Technical Field
The present invention concerns a method an apparatus for distillation of a liquid near or above the critical point of the liquid, particularly for use in desalination of salt water or purification of organically tainted waste water from industry and agriculture.
Liquid such as saline drinking water can be purified of solid substances using distillation by retaining the non-volatile substances of the liquid as a residue in the distillation container and allowing the vapor, which evaporates from the liquid, to pass into the condensation part, in which it is condensed as a distillate possibly containing volatile substances and the components of the air dissolved therein.
Evaporation of the vapor from the liquid comprises a phase shift from liquid to vapor, just as the condensation of the vapor from vapor to liquid comprises a phase shift from vapor to liquid, both of which being driven by forces which are caused by differences in pressure, temperature or concentration above a liquid-vapor interface. At pressures and temperatures below the critical point of the liquid, the liquid may be brought from liquid phase to vapor phase at a constant temperature by addition of the necessary evaporation heat.
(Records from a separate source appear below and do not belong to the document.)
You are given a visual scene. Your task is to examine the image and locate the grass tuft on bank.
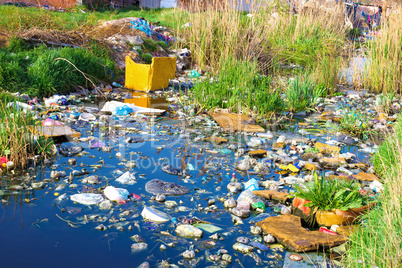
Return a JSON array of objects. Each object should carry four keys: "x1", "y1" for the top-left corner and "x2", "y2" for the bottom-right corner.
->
[
  {"x1": 0, "y1": 91, "x2": 54, "y2": 169},
  {"x1": 343, "y1": 119, "x2": 402, "y2": 267},
  {"x1": 0, "y1": 38, "x2": 116, "y2": 97}
]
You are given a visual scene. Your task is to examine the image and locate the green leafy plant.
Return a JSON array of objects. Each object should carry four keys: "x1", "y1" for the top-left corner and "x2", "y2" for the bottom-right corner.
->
[
  {"x1": 376, "y1": 92, "x2": 396, "y2": 114},
  {"x1": 192, "y1": 59, "x2": 284, "y2": 118},
  {"x1": 294, "y1": 173, "x2": 368, "y2": 211},
  {"x1": 286, "y1": 75, "x2": 326, "y2": 113},
  {"x1": 305, "y1": 147, "x2": 320, "y2": 153}
]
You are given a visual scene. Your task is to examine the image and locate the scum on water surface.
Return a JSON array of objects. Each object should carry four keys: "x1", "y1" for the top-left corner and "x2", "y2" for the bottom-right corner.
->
[{"x1": 0, "y1": 87, "x2": 390, "y2": 267}]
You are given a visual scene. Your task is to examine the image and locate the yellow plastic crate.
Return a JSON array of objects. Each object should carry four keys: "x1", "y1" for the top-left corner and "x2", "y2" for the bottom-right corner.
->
[{"x1": 125, "y1": 57, "x2": 176, "y2": 92}]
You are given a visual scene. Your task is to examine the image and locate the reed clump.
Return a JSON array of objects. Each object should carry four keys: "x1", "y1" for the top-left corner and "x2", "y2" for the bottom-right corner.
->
[
  {"x1": 343, "y1": 120, "x2": 402, "y2": 267},
  {"x1": 365, "y1": 8, "x2": 402, "y2": 93},
  {"x1": 0, "y1": 92, "x2": 54, "y2": 169}
]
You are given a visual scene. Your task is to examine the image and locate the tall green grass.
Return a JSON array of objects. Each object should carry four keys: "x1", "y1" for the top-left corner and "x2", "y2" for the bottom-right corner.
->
[
  {"x1": 0, "y1": 92, "x2": 53, "y2": 169},
  {"x1": 286, "y1": 75, "x2": 326, "y2": 113},
  {"x1": 365, "y1": 8, "x2": 402, "y2": 93},
  {"x1": 0, "y1": 39, "x2": 116, "y2": 97},
  {"x1": 0, "y1": 5, "x2": 176, "y2": 33},
  {"x1": 343, "y1": 116, "x2": 402, "y2": 267},
  {"x1": 192, "y1": 59, "x2": 284, "y2": 117}
]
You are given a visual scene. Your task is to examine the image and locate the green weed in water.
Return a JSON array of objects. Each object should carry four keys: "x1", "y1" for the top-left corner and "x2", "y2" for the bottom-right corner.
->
[{"x1": 294, "y1": 173, "x2": 368, "y2": 211}]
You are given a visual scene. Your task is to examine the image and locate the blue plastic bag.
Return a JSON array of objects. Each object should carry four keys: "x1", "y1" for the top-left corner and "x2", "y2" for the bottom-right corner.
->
[{"x1": 114, "y1": 105, "x2": 134, "y2": 115}]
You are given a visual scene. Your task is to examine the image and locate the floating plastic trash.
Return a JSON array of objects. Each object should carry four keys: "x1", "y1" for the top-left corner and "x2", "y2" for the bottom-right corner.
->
[
  {"x1": 70, "y1": 193, "x2": 105, "y2": 205},
  {"x1": 116, "y1": 171, "x2": 136, "y2": 185},
  {"x1": 244, "y1": 179, "x2": 260, "y2": 191},
  {"x1": 141, "y1": 206, "x2": 172, "y2": 223},
  {"x1": 103, "y1": 186, "x2": 130, "y2": 203},
  {"x1": 114, "y1": 105, "x2": 134, "y2": 115},
  {"x1": 145, "y1": 179, "x2": 190, "y2": 196},
  {"x1": 194, "y1": 223, "x2": 222, "y2": 233},
  {"x1": 162, "y1": 164, "x2": 183, "y2": 176},
  {"x1": 42, "y1": 118, "x2": 64, "y2": 126},
  {"x1": 78, "y1": 113, "x2": 96, "y2": 122},
  {"x1": 89, "y1": 140, "x2": 106, "y2": 149}
]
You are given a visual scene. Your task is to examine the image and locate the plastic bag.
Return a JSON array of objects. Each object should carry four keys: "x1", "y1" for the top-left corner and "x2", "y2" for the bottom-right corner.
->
[
  {"x1": 114, "y1": 105, "x2": 134, "y2": 115},
  {"x1": 237, "y1": 190, "x2": 264, "y2": 205},
  {"x1": 244, "y1": 179, "x2": 260, "y2": 191},
  {"x1": 103, "y1": 186, "x2": 130, "y2": 203},
  {"x1": 252, "y1": 202, "x2": 265, "y2": 211},
  {"x1": 70, "y1": 193, "x2": 105, "y2": 205}
]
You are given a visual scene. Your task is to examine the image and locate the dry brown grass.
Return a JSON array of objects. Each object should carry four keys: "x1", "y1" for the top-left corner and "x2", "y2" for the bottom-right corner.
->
[
  {"x1": 365, "y1": 7, "x2": 402, "y2": 93},
  {"x1": 344, "y1": 122, "x2": 402, "y2": 268}
]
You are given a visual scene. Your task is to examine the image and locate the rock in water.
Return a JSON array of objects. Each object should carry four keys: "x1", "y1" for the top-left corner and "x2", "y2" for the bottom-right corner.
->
[
  {"x1": 131, "y1": 243, "x2": 148, "y2": 253},
  {"x1": 141, "y1": 207, "x2": 171, "y2": 223},
  {"x1": 176, "y1": 224, "x2": 203, "y2": 238},
  {"x1": 145, "y1": 179, "x2": 190, "y2": 196}
]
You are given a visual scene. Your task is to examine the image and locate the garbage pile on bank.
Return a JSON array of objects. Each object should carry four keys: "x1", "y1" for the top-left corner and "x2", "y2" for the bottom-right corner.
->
[{"x1": 0, "y1": 88, "x2": 399, "y2": 265}]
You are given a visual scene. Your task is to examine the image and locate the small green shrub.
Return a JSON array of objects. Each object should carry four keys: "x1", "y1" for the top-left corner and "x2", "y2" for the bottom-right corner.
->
[
  {"x1": 0, "y1": 45, "x2": 117, "y2": 97},
  {"x1": 286, "y1": 75, "x2": 326, "y2": 113},
  {"x1": 294, "y1": 173, "x2": 368, "y2": 211},
  {"x1": 192, "y1": 60, "x2": 284, "y2": 117},
  {"x1": 338, "y1": 109, "x2": 375, "y2": 141}
]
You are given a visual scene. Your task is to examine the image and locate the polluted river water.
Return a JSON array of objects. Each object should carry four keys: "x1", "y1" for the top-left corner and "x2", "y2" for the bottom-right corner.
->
[{"x1": 0, "y1": 89, "x2": 384, "y2": 267}]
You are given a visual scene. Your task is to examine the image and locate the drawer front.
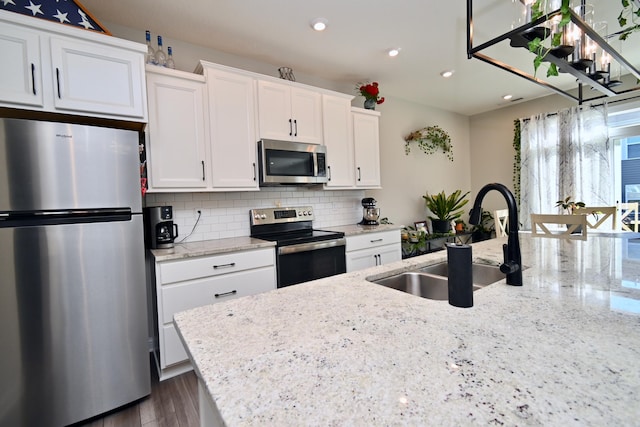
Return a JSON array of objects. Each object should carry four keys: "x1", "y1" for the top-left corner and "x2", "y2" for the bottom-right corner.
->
[
  {"x1": 160, "y1": 324, "x2": 189, "y2": 369},
  {"x1": 159, "y1": 248, "x2": 275, "y2": 285},
  {"x1": 346, "y1": 230, "x2": 400, "y2": 252},
  {"x1": 162, "y1": 266, "x2": 276, "y2": 323}
]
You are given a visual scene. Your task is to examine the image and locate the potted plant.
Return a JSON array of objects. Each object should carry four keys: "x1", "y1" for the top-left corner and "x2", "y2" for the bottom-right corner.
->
[
  {"x1": 556, "y1": 196, "x2": 598, "y2": 234},
  {"x1": 471, "y1": 209, "x2": 495, "y2": 242},
  {"x1": 556, "y1": 196, "x2": 586, "y2": 215},
  {"x1": 422, "y1": 190, "x2": 469, "y2": 233},
  {"x1": 356, "y1": 82, "x2": 384, "y2": 110}
]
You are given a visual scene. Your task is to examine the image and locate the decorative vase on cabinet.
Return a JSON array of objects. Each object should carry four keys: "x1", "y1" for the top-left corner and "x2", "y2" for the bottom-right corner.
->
[{"x1": 364, "y1": 98, "x2": 376, "y2": 110}]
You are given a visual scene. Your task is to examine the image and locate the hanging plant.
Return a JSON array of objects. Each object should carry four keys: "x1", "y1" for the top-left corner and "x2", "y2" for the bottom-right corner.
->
[{"x1": 404, "y1": 126, "x2": 453, "y2": 161}]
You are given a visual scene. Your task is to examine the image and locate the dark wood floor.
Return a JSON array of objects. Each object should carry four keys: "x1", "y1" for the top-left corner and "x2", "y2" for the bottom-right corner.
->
[{"x1": 80, "y1": 365, "x2": 200, "y2": 427}]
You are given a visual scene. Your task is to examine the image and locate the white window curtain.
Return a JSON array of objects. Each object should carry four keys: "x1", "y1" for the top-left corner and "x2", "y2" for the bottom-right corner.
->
[{"x1": 519, "y1": 105, "x2": 615, "y2": 230}]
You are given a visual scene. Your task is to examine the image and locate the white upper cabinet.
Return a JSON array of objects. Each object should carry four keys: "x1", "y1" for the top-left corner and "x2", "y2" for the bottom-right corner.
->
[
  {"x1": 0, "y1": 22, "x2": 44, "y2": 107},
  {"x1": 352, "y1": 107, "x2": 380, "y2": 188},
  {"x1": 202, "y1": 62, "x2": 258, "y2": 191},
  {"x1": 0, "y1": 11, "x2": 147, "y2": 122},
  {"x1": 147, "y1": 66, "x2": 209, "y2": 192},
  {"x1": 258, "y1": 80, "x2": 323, "y2": 144},
  {"x1": 322, "y1": 94, "x2": 355, "y2": 188}
]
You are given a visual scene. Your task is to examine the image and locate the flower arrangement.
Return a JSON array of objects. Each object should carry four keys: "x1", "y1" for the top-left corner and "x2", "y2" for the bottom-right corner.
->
[
  {"x1": 356, "y1": 82, "x2": 384, "y2": 104},
  {"x1": 404, "y1": 126, "x2": 453, "y2": 161}
]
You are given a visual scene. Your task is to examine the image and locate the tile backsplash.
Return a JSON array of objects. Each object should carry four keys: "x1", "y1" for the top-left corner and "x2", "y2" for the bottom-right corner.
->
[{"x1": 144, "y1": 187, "x2": 364, "y2": 242}]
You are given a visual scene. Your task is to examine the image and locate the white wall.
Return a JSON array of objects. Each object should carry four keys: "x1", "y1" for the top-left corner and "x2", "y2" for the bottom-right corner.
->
[{"x1": 366, "y1": 97, "x2": 471, "y2": 229}]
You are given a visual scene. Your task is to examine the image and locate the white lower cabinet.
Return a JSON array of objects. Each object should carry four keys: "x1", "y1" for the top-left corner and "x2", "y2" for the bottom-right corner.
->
[
  {"x1": 346, "y1": 230, "x2": 402, "y2": 273},
  {"x1": 155, "y1": 248, "x2": 276, "y2": 380}
]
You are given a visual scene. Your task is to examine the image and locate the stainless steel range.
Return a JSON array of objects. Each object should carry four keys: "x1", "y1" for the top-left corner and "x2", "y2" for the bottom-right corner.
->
[{"x1": 250, "y1": 206, "x2": 347, "y2": 288}]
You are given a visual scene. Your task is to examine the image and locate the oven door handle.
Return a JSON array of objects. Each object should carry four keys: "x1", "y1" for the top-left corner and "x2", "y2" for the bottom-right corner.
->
[{"x1": 278, "y1": 238, "x2": 347, "y2": 255}]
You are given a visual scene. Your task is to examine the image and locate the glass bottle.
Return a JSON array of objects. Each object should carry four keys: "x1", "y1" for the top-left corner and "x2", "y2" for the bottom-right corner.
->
[
  {"x1": 156, "y1": 36, "x2": 167, "y2": 67},
  {"x1": 144, "y1": 30, "x2": 156, "y2": 64},
  {"x1": 166, "y1": 46, "x2": 176, "y2": 69}
]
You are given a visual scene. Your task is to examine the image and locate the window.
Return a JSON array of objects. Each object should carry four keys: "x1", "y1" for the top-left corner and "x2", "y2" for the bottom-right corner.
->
[{"x1": 608, "y1": 102, "x2": 640, "y2": 203}]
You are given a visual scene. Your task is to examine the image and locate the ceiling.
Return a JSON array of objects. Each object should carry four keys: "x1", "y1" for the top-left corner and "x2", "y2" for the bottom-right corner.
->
[{"x1": 82, "y1": 0, "x2": 640, "y2": 115}]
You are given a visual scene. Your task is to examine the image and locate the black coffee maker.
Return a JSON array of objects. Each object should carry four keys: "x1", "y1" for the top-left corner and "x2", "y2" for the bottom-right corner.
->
[
  {"x1": 358, "y1": 197, "x2": 380, "y2": 225},
  {"x1": 143, "y1": 206, "x2": 178, "y2": 249}
]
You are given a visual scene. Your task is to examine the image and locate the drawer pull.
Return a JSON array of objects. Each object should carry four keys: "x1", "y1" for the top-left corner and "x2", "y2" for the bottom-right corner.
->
[
  {"x1": 214, "y1": 289, "x2": 238, "y2": 298},
  {"x1": 213, "y1": 262, "x2": 236, "y2": 270}
]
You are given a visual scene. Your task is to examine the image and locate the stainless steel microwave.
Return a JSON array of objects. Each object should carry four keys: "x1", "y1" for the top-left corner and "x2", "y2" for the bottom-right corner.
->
[{"x1": 258, "y1": 139, "x2": 327, "y2": 186}]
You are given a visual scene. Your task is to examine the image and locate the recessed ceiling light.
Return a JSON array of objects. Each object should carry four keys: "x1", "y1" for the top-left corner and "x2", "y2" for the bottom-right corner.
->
[
  {"x1": 311, "y1": 18, "x2": 329, "y2": 31},
  {"x1": 387, "y1": 47, "x2": 400, "y2": 58}
]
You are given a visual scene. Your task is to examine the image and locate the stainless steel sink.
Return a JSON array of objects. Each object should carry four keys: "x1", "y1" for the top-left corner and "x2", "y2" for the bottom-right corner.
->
[
  {"x1": 372, "y1": 262, "x2": 505, "y2": 300},
  {"x1": 374, "y1": 272, "x2": 481, "y2": 300},
  {"x1": 418, "y1": 262, "x2": 506, "y2": 286}
]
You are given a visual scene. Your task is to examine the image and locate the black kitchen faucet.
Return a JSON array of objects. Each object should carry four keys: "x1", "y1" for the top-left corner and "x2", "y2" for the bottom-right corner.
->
[{"x1": 469, "y1": 183, "x2": 522, "y2": 286}]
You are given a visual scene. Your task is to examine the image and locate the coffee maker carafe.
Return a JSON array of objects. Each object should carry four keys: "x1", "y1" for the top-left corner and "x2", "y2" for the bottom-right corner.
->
[
  {"x1": 144, "y1": 206, "x2": 178, "y2": 249},
  {"x1": 358, "y1": 197, "x2": 380, "y2": 225}
]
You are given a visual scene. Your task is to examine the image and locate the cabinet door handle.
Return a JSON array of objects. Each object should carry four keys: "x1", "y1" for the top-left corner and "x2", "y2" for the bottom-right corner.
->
[
  {"x1": 213, "y1": 262, "x2": 236, "y2": 270},
  {"x1": 56, "y1": 68, "x2": 62, "y2": 99},
  {"x1": 31, "y1": 62, "x2": 36, "y2": 95},
  {"x1": 213, "y1": 289, "x2": 238, "y2": 298}
]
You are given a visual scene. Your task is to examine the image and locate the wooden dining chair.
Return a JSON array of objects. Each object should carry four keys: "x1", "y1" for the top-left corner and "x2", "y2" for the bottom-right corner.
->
[
  {"x1": 531, "y1": 214, "x2": 588, "y2": 240},
  {"x1": 493, "y1": 209, "x2": 509, "y2": 237},
  {"x1": 618, "y1": 202, "x2": 638, "y2": 233}
]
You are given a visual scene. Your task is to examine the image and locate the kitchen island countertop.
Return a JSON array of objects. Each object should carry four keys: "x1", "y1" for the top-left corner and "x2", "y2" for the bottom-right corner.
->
[{"x1": 174, "y1": 234, "x2": 640, "y2": 426}]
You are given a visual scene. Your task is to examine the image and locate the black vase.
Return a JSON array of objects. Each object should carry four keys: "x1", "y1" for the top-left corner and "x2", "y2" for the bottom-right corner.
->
[{"x1": 431, "y1": 219, "x2": 451, "y2": 233}]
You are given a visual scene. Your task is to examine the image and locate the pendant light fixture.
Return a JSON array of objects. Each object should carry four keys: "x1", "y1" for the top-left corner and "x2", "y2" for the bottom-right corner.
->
[{"x1": 467, "y1": 0, "x2": 640, "y2": 104}]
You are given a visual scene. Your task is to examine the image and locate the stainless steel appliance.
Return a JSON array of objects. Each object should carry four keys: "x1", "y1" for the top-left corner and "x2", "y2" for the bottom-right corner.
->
[
  {"x1": 358, "y1": 197, "x2": 380, "y2": 225},
  {"x1": 0, "y1": 118, "x2": 151, "y2": 427},
  {"x1": 250, "y1": 206, "x2": 347, "y2": 288},
  {"x1": 258, "y1": 139, "x2": 328, "y2": 187},
  {"x1": 143, "y1": 206, "x2": 178, "y2": 249}
]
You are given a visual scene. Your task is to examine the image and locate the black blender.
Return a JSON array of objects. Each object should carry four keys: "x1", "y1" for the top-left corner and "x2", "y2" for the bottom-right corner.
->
[{"x1": 358, "y1": 197, "x2": 380, "y2": 225}]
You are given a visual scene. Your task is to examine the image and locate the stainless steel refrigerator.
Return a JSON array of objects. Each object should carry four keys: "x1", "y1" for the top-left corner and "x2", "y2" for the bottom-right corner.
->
[{"x1": 0, "y1": 118, "x2": 151, "y2": 427}]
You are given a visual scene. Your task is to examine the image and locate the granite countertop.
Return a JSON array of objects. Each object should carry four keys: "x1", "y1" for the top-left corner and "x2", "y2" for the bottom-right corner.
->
[
  {"x1": 174, "y1": 234, "x2": 640, "y2": 426},
  {"x1": 151, "y1": 224, "x2": 402, "y2": 262},
  {"x1": 322, "y1": 224, "x2": 402, "y2": 237}
]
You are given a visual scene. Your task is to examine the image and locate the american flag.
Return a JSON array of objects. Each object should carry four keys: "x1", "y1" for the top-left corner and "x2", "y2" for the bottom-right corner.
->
[{"x1": 0, "y1": 0, "x2": 110, "y2": 34}]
However, at pressures and temperatures above the critical point this phase shift can take place without addition of heat, because the evaporation heat at these super critical pressure and temperature conditions is zero. As a case in point it may be mentioned that the evaporation heat is 2257 kJ for 1 kg of water at 1 atm and 100.degree. C., whereas it is 0 kJ at the critical point at 221,20 bars and 374.15.degree. C. "Distillation below the Critical Point"
To obtain optimum energy utilization in distillation of a liquid below the critical point, it is known to heat the liquid using the energy, including the evaporation heat, available in the vapor.
It is known from e.g. "Principles of Distillation", Part A and B, Editors K. S. Spiegler and A. D. K. Laird, Academic Press Inc., 1980, New York to perform distillation by thermal single--or multi-step evaporation processes, in which the energy available in the discharge currents of distillate and residue contributes to heating the feed stream. For such processes the driving force is provided for the heat transfer by a temperature difference between the discharge streams and the feed stream, which is substantially established by lowering the vapor pressure of the liquid.
It is moreover known, ibid, to perform distillation of a liquid by evaporation processes in which a temperature difference between the discharge streams and the feed stream is established by condensing and cooling the vapor from a compressed state, thereby creating a higher vapor pressure for the liquid.
A common drawback of these evaporation processes is that they all require addition of evaporation heat, and that reuse of the added energy requires difficult and cumbersome multi-step processes or vapor compression processes, the latter requiring compressors which, frequently with low efficiencies, are to be capable of compressing large volumes of vapor at relatively low pressures.
Another drawback is that it is not certain that the distillate is sterile.
Accordingly, there is a need for a liquid distillation technique wherein a lower energy consumption is achieved than by the heretofore known methods, while ensuring that the distillate is sterile.